In fact, dyslexic children often become creative adults – they're used to solving problems on the fly and end up as engineers, scientists – "some of the world's greatest contributors and thinkers," Brock Eide says. It comes back again to labels – a flaw in the standard way of looking at learning disorders in children. Difficulties in school are often because a child processes information differently than his peers, rather than because there's a problem with learning or attention. Some take information in best through hearing it, some through seeing it, and some through doing. "Nobody is globally food in all areas," Brock Eide says. The most important thing you can do for your child is to recognize how he or she learns.

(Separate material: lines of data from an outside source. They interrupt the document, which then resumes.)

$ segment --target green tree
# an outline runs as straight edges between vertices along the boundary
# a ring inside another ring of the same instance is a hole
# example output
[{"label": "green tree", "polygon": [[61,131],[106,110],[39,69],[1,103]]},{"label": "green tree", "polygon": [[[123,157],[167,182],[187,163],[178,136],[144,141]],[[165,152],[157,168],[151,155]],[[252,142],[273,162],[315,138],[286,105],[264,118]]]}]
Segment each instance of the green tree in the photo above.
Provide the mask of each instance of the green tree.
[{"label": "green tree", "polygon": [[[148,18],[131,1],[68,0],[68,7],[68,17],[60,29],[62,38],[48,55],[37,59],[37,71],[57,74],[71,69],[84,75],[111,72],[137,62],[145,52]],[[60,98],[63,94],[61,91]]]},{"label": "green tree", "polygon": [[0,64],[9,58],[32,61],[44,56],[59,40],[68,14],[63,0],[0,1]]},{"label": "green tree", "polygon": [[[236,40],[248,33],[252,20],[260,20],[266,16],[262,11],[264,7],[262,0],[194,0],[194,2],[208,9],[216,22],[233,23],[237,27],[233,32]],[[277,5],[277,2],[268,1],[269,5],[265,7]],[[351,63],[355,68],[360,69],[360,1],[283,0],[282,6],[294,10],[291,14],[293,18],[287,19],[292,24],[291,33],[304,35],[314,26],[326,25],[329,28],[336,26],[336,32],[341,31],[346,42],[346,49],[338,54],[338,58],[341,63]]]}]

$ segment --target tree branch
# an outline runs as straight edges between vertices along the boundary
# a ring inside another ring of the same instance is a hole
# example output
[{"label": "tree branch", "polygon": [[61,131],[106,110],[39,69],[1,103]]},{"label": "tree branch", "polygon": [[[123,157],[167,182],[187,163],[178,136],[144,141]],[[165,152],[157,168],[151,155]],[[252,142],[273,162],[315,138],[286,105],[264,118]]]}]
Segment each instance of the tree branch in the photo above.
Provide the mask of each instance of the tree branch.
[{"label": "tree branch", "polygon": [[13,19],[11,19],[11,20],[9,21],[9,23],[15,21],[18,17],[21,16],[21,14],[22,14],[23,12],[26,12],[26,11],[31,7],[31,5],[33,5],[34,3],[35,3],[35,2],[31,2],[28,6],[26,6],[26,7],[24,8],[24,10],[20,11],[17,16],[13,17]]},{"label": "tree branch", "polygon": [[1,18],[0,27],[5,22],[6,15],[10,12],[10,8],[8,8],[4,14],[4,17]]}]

That, and to set them up for victory. All kids need parental support. But when a child spends his whole school day being frustrated and feeling like he's not smart, he needs parents who can tip the balance in the other direction – emphasizing his strengths and focusing on his gifts. "We sometimes see gravely disabled kids, but we've never seen a case where something couldn't be found to bolster learning," Brock Eide says. What they have seen, are children who've been chronically put in situations where they can't succeed. "These kids are often put through chronic stress, repeated failure, and situations they're incapable of dealing with, early in life and they develop negative responses because of it. These problems become well established and children sometimes exhibit them when the underlying neurological processing is no longer a problem." Long after the learning problem falls away, the negative patterns can remain if the feeling of being unworthy is still there.
As a parent, it's tempting to focus on the label. But labels are broad. And they tend to point to the problem and never the little gifts that may accompany it. "In all of these areas, time is on your side," Brock Eide says. "ADHD is compounded by problems with frontal executive function and that falls away dramatically in the teen years. And children with autism spectrum disorders have severe difficulties multitasking and with complex interaction of functions. But there's an exponential development of these skills in the second decade. Time is on the side of the child."
They just have to have the confidence to get there. And parents have to have the patience to make the journey as smooth as possible. "Find the treasures in your child and learn how to develop them in positive ways," Fernette Eide urges. Because you are uniquely suited to see the jewels that might be hiding just beneath the surface.